Modular Forms in String Theory (16w5009)


(Louisiana State University)

(University of Alberta)

(Hokkaido University of Education at Hakodate, Japan)

(Queen's University)


The Banff International Research Station will host the "Modular Forms in String Theory" workshop from September 25th to September 30th, 2016.

In the last two and half decades, the world has seen explosive
interactions between Number Theory, Arithmetic and Algebraic Geometry,
and Theoretical Physics (in particular, String Theory). To name a few,
the classical modular forms, quasi-modular forms, Jacobi forms, and more
recently Mock and quantum modular forms have appeared in many areas of
Physics such as mirror symmetry, topological quantum field theory, Gromov-Witten
invariants, conformal field theory, Calabi-Yau manifolds and in block hole
entropy. On the other hand, modularity questions of Calabi-Yau varieties
or families of Calabi-Yau varieties in connection with Langlands Program
are getting considerable attention and feedbacks from physics; zeta-functions
and L-series of Calabi-Yau varieties enter scenes
at various places in physics. Concretely, the generating functions of
Gromov-Witten invariants counting some geometric/physical quantities
are described in terms of modular, quasimodular or Jacobi forms. Via
renormalization, it is observed that Feynman integrals are related to multiple
zeta-values, and purportedly to motives. Calculations of the energy and
charge degeneracies of black holes lead surprisingly to Jacobi forms and
Siegel modular forms.

Mathematicians (number theorists) and physicists (string theorists) had
been very few interactions between the two sets of researchers till the
workshop series on ``Number Theory and Physics at the Crossroads'' started
about 10 years ago with Noriko Yui being one of the chief architects.
Due to these efforts, we witnessed very active and intensive
interactions of both camps to cross boundaries and establish relatively
comfortable rapport that led to exciting new ideas and collaborations.
Some of the outcomes have been documented by a number of proceeding
volumes. Recently, there have been strong desires among mathematicians and
physicists for the next workshop due to the recent rapid developments on
arithmetic and geometric modularity theorems, as well as new theories of modular
forms including mock modular forms, vector-valued modular forms
and quantum modular forms appearing in string theory. In addition, we will use this
workshop to celebrate the work of Professor Noriko Yui and recognize her
contributions in number theory with relation to physics.

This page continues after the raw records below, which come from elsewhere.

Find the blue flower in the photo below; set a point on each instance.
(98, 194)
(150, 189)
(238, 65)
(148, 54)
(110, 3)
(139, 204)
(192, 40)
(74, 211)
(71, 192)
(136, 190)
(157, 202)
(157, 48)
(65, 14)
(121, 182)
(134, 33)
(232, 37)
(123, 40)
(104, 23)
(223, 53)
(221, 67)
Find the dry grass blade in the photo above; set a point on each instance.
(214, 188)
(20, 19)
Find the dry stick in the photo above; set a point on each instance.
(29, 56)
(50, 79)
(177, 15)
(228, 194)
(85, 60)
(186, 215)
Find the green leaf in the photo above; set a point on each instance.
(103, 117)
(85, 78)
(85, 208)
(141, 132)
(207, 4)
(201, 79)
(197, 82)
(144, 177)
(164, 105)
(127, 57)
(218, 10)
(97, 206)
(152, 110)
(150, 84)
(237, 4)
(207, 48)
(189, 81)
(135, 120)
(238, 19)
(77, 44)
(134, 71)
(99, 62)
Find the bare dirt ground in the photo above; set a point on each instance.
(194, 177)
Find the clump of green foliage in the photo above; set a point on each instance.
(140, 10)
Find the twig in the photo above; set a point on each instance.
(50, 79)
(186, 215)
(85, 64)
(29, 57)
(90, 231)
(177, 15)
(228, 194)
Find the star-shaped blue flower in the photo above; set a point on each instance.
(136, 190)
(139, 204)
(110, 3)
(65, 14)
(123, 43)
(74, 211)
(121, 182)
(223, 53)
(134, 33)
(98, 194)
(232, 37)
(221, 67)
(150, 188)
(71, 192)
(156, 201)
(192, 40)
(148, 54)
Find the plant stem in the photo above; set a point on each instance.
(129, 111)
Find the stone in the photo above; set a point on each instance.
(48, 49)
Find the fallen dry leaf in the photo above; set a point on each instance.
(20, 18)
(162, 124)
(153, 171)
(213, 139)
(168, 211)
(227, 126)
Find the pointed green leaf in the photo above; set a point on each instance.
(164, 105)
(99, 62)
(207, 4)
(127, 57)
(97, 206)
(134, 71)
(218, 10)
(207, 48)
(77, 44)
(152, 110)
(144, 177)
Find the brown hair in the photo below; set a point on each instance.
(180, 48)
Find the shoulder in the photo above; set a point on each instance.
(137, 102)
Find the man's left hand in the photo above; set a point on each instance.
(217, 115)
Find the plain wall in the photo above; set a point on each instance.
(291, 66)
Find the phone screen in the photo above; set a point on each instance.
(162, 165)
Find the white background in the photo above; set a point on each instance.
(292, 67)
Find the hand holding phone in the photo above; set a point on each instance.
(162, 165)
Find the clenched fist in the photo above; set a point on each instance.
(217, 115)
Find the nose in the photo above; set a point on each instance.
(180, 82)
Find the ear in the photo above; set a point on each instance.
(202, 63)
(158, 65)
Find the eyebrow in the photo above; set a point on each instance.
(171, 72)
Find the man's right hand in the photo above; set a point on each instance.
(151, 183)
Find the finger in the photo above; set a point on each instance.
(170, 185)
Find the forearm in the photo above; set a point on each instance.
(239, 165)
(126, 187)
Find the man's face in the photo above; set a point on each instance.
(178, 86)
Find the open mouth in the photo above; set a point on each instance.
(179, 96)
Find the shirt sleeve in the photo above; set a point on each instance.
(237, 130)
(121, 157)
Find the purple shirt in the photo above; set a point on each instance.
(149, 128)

The Banff International Research Station for Mathematical Innovation and Discovery (BIRS) is a collaborative Canada-US-Mexico venture that provides an environment for creative interaction as well as the exchange of ideas, knowledge, and methods within the Mathematical Sciences, with related disciplines and with industry. The research station is located at The Banff Centre in Alberta and is supported by Canada's Natural Science and Engineering Research Council (NSERC), the U.S. National Science Foundation (NSF), Alberta's Advanced Education and Technology, and Mexico's Consejo Nacional de Ciencia y Tecnología (CONACYT)..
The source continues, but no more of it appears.